O Grupo Pão de Açúcar (GPA) registrou queda de 9,6% na receita líquida no segundo trimestre de 2026, alcançando R$ 4,2 bilhões. O prejuízo líquido consolidado foi de R$ 252 milhões, um aumento de 16,2% em relação ao mesmo período de 2025. A empresa atribui parte dos resultados negativos ao processo de recuperação extrajudicial iniciado em março, que impactou o abastecimento das lojas, com aumento temporário nos níveis de ruptura (falta de produtos). O pico do problema ocorreu em maio, com melhora gradual em junho. As vendas totais caíram 7%, influenciadas pelo fim do formato 'aliados' (venda direta a pequenos comércios) e pelo reequilíbrio do e-commerce, que agora prioriza canais próprios. A categoria de perecíveis teve bom desempenho, enquanto mercearia básica sofreu com deflação. Lojas de proximidade (Minuto Pão de Açúcar e Mini Extra) tiveram queda de 2,3%, sendo as mais afetadas pela recuperação judicial. O e-commerce recuou 16,2%, mas com melhora na rentabilidade.

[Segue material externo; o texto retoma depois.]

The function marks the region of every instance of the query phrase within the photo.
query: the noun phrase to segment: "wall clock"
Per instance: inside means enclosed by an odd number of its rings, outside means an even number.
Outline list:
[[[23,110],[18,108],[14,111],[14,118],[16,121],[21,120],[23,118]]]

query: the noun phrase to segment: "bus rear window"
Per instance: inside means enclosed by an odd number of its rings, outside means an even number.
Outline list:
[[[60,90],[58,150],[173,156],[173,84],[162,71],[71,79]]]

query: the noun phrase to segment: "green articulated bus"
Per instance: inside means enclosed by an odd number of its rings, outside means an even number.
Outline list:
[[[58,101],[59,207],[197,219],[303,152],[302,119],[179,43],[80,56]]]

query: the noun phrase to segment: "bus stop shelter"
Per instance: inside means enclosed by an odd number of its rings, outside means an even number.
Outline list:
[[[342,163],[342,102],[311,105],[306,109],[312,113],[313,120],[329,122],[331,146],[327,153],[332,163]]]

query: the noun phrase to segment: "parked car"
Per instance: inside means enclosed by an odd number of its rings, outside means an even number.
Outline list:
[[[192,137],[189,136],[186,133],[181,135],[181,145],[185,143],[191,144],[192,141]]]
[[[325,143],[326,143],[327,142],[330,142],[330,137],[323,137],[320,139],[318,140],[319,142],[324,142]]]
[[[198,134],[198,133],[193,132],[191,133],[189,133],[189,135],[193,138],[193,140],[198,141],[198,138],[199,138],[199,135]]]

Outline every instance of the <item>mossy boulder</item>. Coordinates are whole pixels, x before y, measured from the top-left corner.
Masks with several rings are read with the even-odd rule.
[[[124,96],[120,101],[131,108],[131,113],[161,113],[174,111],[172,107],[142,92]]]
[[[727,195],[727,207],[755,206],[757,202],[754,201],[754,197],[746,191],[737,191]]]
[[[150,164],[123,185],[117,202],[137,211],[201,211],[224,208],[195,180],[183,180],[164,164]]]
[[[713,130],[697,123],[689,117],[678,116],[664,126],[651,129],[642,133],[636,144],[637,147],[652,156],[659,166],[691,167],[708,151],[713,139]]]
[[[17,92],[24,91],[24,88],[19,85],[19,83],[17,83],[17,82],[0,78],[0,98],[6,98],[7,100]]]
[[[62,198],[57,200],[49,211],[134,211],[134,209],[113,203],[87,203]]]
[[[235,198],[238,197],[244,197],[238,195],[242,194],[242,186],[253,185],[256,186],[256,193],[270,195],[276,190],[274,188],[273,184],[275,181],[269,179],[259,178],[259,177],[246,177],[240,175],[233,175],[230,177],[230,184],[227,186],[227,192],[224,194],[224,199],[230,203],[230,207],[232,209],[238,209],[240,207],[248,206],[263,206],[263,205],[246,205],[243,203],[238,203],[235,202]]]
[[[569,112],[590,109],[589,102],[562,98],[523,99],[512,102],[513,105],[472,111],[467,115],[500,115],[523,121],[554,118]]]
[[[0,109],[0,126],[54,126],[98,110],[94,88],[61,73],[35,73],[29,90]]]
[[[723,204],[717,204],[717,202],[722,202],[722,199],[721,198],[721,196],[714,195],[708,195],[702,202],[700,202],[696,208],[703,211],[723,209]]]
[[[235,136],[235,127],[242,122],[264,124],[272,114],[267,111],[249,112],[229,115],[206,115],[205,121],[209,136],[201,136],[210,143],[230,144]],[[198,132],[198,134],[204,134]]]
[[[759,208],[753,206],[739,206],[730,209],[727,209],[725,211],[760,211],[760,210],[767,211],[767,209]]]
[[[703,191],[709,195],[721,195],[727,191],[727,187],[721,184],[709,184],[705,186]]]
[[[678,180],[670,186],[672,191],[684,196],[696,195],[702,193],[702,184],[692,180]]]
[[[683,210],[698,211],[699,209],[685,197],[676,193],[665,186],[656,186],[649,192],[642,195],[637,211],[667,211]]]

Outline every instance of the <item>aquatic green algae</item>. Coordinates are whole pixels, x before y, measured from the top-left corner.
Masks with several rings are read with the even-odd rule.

A queda do GPA revela uma crise estrutural que vai além da recuperação judicial. A estratégia de abandonar o modelo 'aliados' — que atendia pequenos comércios — para focar em canais próprios de e-commerce mostra uma aposta arriscada no varejo premium, enquanto o consumo discricionário encolhe. O timing é problemático: a recuperação judicial, anunciada em março, coincidiu com o pior momento do abastecimento, criando um efeito cascata nas vendas. A deflação em mercearia básica (categoria mais sensível a preços) versus o crescimento em perecíveis sugere que o GPA está perdendo a guerra de preços para concorrentes como Assaí e Atacadão, que dominam o segmento de essenciais. O desempenho menos pior do Extra Mercado (com crescimento de 0,4%) indica que a bandeira pode estar herdando parte da base do Pão de Açúcar, em um movimento canibalizante. O grupo parece dividido entre duas apostas conflitantes: premiumização (Pão de Açúcar) e promoções agressivas (Extra), enquanto o varejo de proximidade — historicamente seu calcanhar de Aquiles — continua definhando.